Psychologist Adam Grant says the dominant feeling of 2021 might well be ‘languishing’. It’s more than an emotion: it’s a state of stagnation, aimlessness, and emptiness; a weariness that comes upon us when we’re going nowhere and unable to do anything about it. When we factor in the endless stream of news and media, burdening us with politics and human brokenness on a global scale, sometimes it can be too much to handle.
The solemnity of the Sacred Heart (11 June), perhaps it might be good to reconnect with the visions of the French nun St Margaret Mary Alacoque (1647-1690) and see if they reveal something to us of Jesus that can bring life to our weary souls.
Apparitions of Jesus (validly approved ones, that is) are rare. There are more approved Marian apparitions than there are of Jesus. Yet, the two major apparitions the Church has elected for approval and popular devotion should tell us something important about who Jesus is and who the Church believes him to be.
Firstly, there are the private revelations to St Faustina Kowalska of the Divine Mercy. Secondly, there are the revelations of the Sacred Heart of Jesus to St Margaret Mary. In both of these private revelations we see Jesus coming to reveal something essential, something we too often forget are the very heart of the Christian ethos and spiritual life: love and mercy.
Sometimes it’s tempting to avoid talking about love and mercy because of the way their frequent usage numbs us to their power. They become pious sentiments and clichés.
To read St Margaret Mary’s autobiography is not to read anything sentimental or cliché. Take, as an example, the description of her first encounter with Jesus, the first revelation of the Sacred Heart. When Jesus appears, he says this:
My Divine Heart … is so inflamed with love for men, and for thee in particular that, being unable any longer to contain within Itself the flames of Its burning Charity, it must needs spread them abroad by thy means . . .
Jesus reveals himself to harbour a love for humanity so powerful that even his heart cannot contain it; it has to break open and overflow into the life of humanity. During this vision, Jesus takes Margaret Mary’s heart and encloses it within his own, what appears to be ‘a burning furnace’. He then returns it to her aflame:
I give thee a precious token of My love … that it may serve thee for a heart and consume thee to the last moment of thy life; its ardour will never be exhausted, and thou wilt be able to find some slight relief only by bleeding.
Margaret Mary found herself for some days in a state of intoxication, feeling this fire of Divine Love inside of her. It was consuming and, at the same time, painful. One of the interesting things Jesus says, however, is that relief will only be found by bleeding. The Divine Love, when it consumes us, expresses itself in suffering for other people because that’s the only way it can be expressed. Suffering becomes not an evil to be tolerated but the overflow of the Divine Love in us. It’s a powerful way of looking at the Cross: not as something Jesus had to suffer, sinners that we are, but as Divine Love breaking itself open on behalf of us. If that Love became flesh, it could do nothing but bleed for our sake. It is the only relief Love can find from its own intensity.

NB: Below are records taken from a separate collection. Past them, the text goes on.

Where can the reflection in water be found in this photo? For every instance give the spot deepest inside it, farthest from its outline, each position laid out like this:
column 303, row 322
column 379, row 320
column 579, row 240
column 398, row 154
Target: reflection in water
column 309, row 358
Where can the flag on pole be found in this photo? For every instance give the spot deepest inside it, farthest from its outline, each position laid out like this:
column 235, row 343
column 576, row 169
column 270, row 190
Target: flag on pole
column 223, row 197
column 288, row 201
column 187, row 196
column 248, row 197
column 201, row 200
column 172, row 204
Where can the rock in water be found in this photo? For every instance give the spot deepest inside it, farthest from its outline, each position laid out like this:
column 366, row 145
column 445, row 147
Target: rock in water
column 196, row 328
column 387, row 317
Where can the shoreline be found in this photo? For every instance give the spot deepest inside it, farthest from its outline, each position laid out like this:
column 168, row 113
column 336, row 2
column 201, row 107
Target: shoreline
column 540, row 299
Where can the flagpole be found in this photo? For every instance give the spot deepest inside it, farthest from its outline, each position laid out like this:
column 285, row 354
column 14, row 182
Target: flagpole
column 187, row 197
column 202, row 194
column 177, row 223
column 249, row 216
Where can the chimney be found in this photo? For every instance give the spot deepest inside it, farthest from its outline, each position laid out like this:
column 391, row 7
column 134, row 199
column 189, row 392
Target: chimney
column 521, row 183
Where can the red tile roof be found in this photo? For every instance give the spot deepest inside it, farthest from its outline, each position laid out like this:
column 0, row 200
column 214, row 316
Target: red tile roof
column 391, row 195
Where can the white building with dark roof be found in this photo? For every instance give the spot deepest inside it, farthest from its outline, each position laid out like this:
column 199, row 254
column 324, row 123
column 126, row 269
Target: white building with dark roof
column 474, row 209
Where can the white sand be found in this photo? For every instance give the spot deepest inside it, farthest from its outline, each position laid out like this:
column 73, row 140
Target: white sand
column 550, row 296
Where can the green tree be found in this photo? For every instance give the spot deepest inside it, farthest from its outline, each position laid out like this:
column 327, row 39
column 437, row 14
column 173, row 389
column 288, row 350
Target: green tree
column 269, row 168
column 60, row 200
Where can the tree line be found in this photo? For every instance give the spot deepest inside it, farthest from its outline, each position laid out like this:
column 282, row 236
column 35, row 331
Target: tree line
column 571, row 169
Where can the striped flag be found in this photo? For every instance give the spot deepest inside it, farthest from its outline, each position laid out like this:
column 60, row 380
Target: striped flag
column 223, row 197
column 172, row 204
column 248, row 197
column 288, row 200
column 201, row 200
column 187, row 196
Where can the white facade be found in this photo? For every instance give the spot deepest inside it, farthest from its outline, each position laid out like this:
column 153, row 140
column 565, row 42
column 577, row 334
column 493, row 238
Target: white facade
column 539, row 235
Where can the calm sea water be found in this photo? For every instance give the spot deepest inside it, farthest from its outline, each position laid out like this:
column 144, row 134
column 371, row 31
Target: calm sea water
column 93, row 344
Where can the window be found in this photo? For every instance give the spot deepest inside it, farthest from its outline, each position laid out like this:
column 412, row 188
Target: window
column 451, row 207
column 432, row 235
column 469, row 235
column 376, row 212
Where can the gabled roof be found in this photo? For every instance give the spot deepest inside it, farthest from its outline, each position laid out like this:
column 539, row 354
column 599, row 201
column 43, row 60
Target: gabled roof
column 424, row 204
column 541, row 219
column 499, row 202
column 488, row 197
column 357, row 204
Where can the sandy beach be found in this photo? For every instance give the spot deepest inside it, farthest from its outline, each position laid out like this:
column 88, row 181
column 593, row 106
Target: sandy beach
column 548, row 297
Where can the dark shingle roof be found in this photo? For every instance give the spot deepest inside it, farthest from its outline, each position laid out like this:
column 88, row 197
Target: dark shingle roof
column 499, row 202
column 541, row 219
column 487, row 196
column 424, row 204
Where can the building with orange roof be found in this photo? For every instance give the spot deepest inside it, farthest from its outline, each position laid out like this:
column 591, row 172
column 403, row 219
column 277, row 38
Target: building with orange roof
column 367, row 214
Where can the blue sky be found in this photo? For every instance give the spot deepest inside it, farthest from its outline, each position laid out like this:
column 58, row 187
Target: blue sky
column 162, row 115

To perform a ceremony of enthronement in our homes is one way of prayerfully rekindling a cold or lukewarm love. Usually this ‘enthronement’ involves participation in Mass, placing an image of the Sacred Heart of Jesus somewhere in the home, gathering as a family and performing an act of consecration to the Sacred Heart. Since many people won’t be able to gather for Mass, with their families, or have the opportunity to acquire an icon of the Sacred Heart, a more modest personal ceremony might be in order.
If you would like to perform the whole ceremony, a 12 step guide can be found here.
If need be, though, keep things simple. Take the time to light a candle and gather around whatever icon of Jesus you have available to perform a personal act of consecration. Do the rest of it when you are able. The extraordinary circumstances we find ourselves in today mean we should do what we can when we can.
A personal consecration written by St Margaret Mary can be found here.
Then, if and when you are able, receive Holy Communion on the first Friday of nine consecutive months on behalf of all those who do not know the love of the Sacred Heart of Jesus. Let this be an act of overflowing love on behalf of others.
This solemnity, perhaps the Sacred Heart of Jesus is needed all the more. Hearts that are weary, worn down, locked down, broken down and languishing are hearts aching for the Divine Love, for the fire that consumes without destroying; that stretches, expands, ennobles, and makes space so that Love can abide unendingly in us.
No matter where we find ourselves this solemnity, let's take the time and opportunity to reconnect with this incredible revelation of God's love, to contemplate it and invite the Lord to set our hearts aflame once more with the fire of his own love.
St Margaret Mary, pray for us that we may unite our hearts to the Sacred Heart of Jesus and burn with love for him always.